В старину, спускаясь в шахту, брали с собой канареек: те первыми чувствовали запах рудничного газа и задыхались, когда человек еще бодро помахивал кайлом. Фантастика, в сущности, та же канарейка.

Ну и что, ну и что? Непостижим человек! Сколько насущных забот, тревог и проблем, а он, этот Хвостиков, которому бы греться на лавочке да почитывать газету, стоит с видом мальчишки, которого то ли поставят в угол, то ли выпустят погулять. И он, писатель, не лучше. Сочинитель воздушных замков!

Но ведь и это надо. Надо, кто-то должен, какая бы злоба дня ни давила, иначе нельзя, невозможно, без дальней, предельной перспективы не обойтись, без нее все постепенно закиснет, замрет, как застоявшаяся вода: и человек, и общество, сам человеческий род — все! А потому…

Мотнув головой, словно распахнутый ворот стал ему тесен, писатель оглядел комнату, в которой желтел плененный солнечный свет, оглядел книги, сколько их было вокруг, тесный строй переплетов, замкнувший все яркие и воздушные видения человеческой фантазии.

— Вот что, Александр Иванович, — сказал он глухо и твердо. — Будет так. Вы придете сюда через год и получите ту рукопись, которую ждете. Так будет. Обещаю вам это. И спасибо, что вы пришли.

Хвостиков открыл было рот, хотел что-то сказать — и не смог. Только глотнул воздух, и в глазах нерастраченной синевой просиял детский восторг благодарности. И даже не это… Просто оба, большой и маленький, молча взглянули друг на друга и оба на краткий миг ощутили себя мальчишками, какими были когда-то, давным-давно, в то счастливое мгновение детства, когда все несбыточное и желанное кажется возможным, посильным, обещанным, как радуга теплого грибного дождя над близкой околицей.

Все кончилось так же быстро, как и возникло. Хвостиков молча поклонился и, тихо ступая, вышел.

За ним приглушенно щелкнул замок, и этот звук для писателя прогремел обвалом. Что он наделал, что посулил!

Сам не понимая зачем, он выскочил на балкон. Хилый городской ветерок ласково дохнул запахами перегретого асфальта и камня. Как он сможет выполнить свое обещание, если предел фантазии существует в действительности и уже достигнут?! Откуда возьмется та сила воображения, которая его, как и других, все явственней покидает?

С улицы катился слитный машинный гул, вдали, много выше древней церквушки, опережая звук, к зениту полз самолет, а под самым балконом за оградой детского сада в песочке копались малыши, такие крохотные и такие одинаковые в своих белых панамках.

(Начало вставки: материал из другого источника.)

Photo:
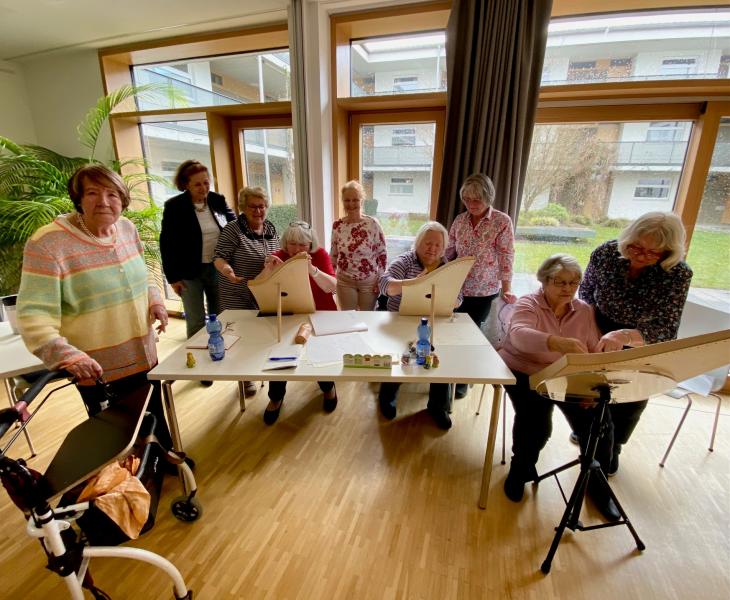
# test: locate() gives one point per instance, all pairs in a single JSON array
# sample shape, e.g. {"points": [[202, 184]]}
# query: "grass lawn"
{"points": [[709, 254]]}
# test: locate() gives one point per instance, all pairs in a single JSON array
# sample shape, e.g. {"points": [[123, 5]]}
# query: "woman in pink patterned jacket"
{"points": [[358, 252], [486, 234]]}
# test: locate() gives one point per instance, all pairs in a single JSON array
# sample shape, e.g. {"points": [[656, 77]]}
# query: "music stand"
{"points": [[599, 379], [285, 290]]}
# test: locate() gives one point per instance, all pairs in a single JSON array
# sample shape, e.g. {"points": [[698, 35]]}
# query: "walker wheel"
{"points": [[186, 509]]}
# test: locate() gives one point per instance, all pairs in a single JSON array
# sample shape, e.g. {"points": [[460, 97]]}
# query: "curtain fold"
{"points": [[494, 55]]}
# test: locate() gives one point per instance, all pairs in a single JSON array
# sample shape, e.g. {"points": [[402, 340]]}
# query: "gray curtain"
{"points": [[494, 55]]}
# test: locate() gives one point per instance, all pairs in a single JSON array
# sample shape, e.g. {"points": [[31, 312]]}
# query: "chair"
{"points": [[705, 385]]}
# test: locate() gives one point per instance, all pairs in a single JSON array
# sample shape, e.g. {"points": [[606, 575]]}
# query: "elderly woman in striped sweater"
{"points": [[84, 303]]}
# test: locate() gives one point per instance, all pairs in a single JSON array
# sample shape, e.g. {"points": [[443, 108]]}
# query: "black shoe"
{"points": [[441, 417], [270, 416], [387, 407], [329, 404], [514, 486], [604, 503]]}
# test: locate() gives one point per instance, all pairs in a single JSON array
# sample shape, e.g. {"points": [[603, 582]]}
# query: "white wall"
{"points": [[61, 90], [16, 119]]}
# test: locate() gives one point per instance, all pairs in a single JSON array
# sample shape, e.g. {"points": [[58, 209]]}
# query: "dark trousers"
{"points": [[533, 426], [477, 307], [94, 395], [277, 389], [439, 395]]}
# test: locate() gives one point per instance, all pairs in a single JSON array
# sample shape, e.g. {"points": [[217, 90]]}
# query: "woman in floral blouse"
{"points": [[486, 234], [638, 285], [358, 252]]}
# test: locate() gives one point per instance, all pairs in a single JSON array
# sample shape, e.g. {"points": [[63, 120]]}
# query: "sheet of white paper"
{"points": [[329, 322], [283, 356], [329, 349]]}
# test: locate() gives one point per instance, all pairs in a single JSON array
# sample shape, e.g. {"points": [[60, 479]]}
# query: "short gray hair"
{"points": [[552, 265], [251, 192], [431, 226], [665, 229], [481, 185], [298, 234]]}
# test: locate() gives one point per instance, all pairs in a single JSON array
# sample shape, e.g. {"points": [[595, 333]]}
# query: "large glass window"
{"points": [[166, 145], [268, 157], [639, 46], [586, 181], [397, 178], [709, 254], [221, 80], [404, 64]]}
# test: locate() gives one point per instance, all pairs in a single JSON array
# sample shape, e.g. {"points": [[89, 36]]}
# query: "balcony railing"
{"points": [[386, 156]]}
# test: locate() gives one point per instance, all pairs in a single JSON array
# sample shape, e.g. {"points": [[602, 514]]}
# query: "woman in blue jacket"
{"points": [[191, 224]]}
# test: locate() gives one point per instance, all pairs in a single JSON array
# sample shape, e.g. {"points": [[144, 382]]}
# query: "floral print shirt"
{"points": [[652, 302], [358, 249], [491, 242]]}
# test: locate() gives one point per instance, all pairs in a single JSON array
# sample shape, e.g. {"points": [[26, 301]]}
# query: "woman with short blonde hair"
{"points": [[358, 251]]}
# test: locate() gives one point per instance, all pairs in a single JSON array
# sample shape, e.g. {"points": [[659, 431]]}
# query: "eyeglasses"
{"points": [[636, 250], [561, 283]]}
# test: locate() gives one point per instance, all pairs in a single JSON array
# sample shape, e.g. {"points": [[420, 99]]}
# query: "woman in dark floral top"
{"points": [[638, 285]]}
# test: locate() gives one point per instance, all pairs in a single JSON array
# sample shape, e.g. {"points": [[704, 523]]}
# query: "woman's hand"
{"points": [[566, 345], [509, 297], [613, 340], [157, 312], [86, 370]]}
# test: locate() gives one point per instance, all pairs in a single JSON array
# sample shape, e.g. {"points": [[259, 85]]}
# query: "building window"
{"points": [[401, 186], [401, 64], [653, 188], [404, 137]]}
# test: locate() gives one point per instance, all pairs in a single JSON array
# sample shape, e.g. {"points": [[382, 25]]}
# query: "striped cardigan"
{"points": [[78, 295]]}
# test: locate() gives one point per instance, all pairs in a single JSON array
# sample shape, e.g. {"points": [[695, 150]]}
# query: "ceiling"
{"points": [[33, 28]]}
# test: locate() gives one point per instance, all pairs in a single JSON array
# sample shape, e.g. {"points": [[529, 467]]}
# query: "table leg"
{"points": [[491, 439], [12, 399], [241, 396]]}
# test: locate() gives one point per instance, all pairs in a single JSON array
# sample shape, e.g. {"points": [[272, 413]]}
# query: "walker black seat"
{"points": [[97, 442]]}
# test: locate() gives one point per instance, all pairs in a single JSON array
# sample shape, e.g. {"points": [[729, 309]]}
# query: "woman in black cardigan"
{"points": [[191, 224]]}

Все, что было вокруг, все обыкновенное, что видел глаз, прошлый век счел бы фантастикой, и даже при взгляде на детсадовских малышей что бы сказали Сен-Симон, Фурье, Чернышевский?

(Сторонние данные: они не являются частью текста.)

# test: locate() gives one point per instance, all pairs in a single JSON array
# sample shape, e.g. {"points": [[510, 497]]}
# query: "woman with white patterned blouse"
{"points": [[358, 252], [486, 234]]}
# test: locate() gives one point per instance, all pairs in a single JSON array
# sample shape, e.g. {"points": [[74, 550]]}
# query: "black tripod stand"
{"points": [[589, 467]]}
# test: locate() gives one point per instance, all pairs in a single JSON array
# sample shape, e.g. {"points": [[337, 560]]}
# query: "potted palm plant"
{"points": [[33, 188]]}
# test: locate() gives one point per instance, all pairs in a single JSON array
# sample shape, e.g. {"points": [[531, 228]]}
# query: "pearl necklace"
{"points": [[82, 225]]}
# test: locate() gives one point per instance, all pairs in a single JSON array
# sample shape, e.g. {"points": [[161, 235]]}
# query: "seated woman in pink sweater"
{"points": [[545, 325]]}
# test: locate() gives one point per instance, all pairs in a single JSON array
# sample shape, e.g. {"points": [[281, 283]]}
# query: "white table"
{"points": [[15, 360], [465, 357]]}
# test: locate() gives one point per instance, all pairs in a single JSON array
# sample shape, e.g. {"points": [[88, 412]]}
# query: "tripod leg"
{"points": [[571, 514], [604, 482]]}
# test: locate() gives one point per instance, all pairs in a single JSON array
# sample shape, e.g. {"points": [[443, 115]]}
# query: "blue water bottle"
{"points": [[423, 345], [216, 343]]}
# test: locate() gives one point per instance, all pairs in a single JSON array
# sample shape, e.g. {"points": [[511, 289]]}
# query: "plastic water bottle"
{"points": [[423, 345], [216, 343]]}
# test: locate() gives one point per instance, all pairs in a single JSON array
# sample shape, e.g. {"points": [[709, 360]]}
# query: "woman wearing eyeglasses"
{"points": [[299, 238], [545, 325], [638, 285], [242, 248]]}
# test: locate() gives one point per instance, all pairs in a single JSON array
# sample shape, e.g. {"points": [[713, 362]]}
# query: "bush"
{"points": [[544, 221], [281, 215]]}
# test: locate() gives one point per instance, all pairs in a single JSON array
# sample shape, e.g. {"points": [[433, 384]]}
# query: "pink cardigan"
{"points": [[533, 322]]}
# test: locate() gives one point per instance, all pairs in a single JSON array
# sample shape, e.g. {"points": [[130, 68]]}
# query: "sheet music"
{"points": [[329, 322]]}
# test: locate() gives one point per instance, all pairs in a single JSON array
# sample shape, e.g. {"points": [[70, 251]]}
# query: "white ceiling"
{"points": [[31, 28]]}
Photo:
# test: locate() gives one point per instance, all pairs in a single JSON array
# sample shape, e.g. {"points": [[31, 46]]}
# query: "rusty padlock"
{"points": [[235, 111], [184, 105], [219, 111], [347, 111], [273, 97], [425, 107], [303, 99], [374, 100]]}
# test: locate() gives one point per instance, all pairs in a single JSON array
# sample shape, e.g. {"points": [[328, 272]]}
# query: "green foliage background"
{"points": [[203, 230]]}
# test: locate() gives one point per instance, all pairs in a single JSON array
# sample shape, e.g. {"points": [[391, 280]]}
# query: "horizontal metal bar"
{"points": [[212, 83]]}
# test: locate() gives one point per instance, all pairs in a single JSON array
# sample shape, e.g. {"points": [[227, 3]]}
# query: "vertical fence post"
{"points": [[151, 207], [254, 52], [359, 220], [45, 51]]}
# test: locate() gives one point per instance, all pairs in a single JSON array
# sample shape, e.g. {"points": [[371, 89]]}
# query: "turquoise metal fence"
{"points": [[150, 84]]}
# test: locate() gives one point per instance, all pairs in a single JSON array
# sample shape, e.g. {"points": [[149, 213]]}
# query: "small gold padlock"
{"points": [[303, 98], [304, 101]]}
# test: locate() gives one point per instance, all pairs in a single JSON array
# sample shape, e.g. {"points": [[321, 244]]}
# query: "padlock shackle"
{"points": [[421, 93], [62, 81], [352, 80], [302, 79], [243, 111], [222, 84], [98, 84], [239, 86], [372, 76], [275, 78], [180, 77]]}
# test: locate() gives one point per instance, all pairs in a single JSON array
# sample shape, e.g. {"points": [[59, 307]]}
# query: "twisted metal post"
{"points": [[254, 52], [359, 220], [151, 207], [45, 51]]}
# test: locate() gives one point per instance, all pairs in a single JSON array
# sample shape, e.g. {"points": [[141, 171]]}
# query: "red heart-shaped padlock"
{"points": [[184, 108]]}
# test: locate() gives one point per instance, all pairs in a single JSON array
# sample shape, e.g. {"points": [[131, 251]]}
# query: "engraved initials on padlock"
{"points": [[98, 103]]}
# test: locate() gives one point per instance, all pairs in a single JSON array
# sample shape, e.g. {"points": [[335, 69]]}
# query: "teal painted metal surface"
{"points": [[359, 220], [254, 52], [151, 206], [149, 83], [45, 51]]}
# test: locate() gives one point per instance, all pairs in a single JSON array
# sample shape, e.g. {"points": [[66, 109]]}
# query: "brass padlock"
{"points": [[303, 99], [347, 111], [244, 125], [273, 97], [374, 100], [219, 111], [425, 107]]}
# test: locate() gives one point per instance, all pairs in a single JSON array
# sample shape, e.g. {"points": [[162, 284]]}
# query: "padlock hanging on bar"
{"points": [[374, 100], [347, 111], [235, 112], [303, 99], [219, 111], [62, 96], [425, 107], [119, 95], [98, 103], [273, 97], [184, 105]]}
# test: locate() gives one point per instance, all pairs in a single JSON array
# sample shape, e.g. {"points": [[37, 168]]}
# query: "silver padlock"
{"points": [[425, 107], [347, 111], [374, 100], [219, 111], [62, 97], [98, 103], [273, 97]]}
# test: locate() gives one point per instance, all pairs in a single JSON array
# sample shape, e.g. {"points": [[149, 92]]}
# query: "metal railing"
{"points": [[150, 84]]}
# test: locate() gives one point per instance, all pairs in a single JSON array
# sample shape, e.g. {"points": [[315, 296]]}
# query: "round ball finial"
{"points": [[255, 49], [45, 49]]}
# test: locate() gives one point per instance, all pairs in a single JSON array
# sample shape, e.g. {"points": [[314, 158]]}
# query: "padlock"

И все это сначала возникло в воображении. Что, если отныне…

Внезапный вскрик вырвался сразу из сотен по-летнему распахнутых окон, выделился из прочих звуков, замирающим вздохом пронесся над городом. Писатель даже вздрогнул, прежде чем догадался, что это такое и почему. Просто-напросто мировой чемпионат по футболу, кто-то кому-то сейчас вкатил мяч, и миллионы людей в разных концах Земли дружно ахнули. Все, все свободные от работы люди смотрят сейчас телевизор, все, кроме таких носорогов, как он или Хвостиков… И кроме детей в панамках, для которых важнее всего на свете тот сказочный замок, который они лепят из рассыпчатого песка.

Невольная полуулыбка тронула губы писателя и тут же стерлась. Стоп, стоп, стоп! Телевизор, обыкновеннейший телевизор… И в нем обыденное явление человека или событий сразу миллионам людей, в разных точках земного шара, точно такое же возникновение голоса умерших, их лиц, — в какой сказке было такое, чей взлет фантазии еще в дни Чернышевского мог представить вот эту явь?